Create a household plan of action to help protect your health and the health of those you care about in the event of an outbreak of COVID-19 in your community:
- Talk with the people who need to be included in your plan, and discuss what to do if a COVID-19 outbreak occurs in your community.
- Plan ways to care for those who might be at greater risk for serious complications, particularly older adults and those with severe chronic medical conditions like heart, lung or kidney disease.
- Make sure they have access to several weeks of medications and supplies in case you need to stay home for prolonged periods of time.
- Get to know your neighbors and find out if your neighborhood has a website or social media page to stay connected.
- Create a list of local organizations that you and your household can contact in the event you need access to information, healthcare services, support, and resources.
- Create an emergency contact list of family, friends, neighbors, carpool drivers, health care providers, teachers, employers, the local public health department, and other community resources.
Most people who get COVID-19 will be able to recover at home.
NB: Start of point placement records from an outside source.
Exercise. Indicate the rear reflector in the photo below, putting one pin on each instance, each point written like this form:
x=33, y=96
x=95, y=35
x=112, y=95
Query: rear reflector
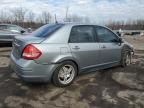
x=30, y=52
CDC has directions for people who are recovering at home and their caregivers, including:
- Stay home when you are sick, except to get medical care.
- If you develop emergency warning signs for COVID-19 get medical attention immediately. In adults, emergency warning signs*:
- Difficulty breathing or shortness of breath
- Persistent pain or pressure in the chest
- New confusion or inability to arouse
- Bluish lips or face
- *This list is not all inclusive. Please consult your medical provider for any other symptom that is severe or concerning.
- Use a separate room and bathroom for sick household members (if possible).
- Clean hands regularly by handwashing with soap and water or using an alcohol-based hand sanitizer with at least 60% alcohol.
- Provide your sick household member with clean disposable facemasks to wear at home, if available, to help prevent spreading COVID-19 to others.
- Clean the sick room and bathroom, as needed, to avoid unnecessary contact with the sick person.
- Avoid sharing personal items like utensils, food, and drinks.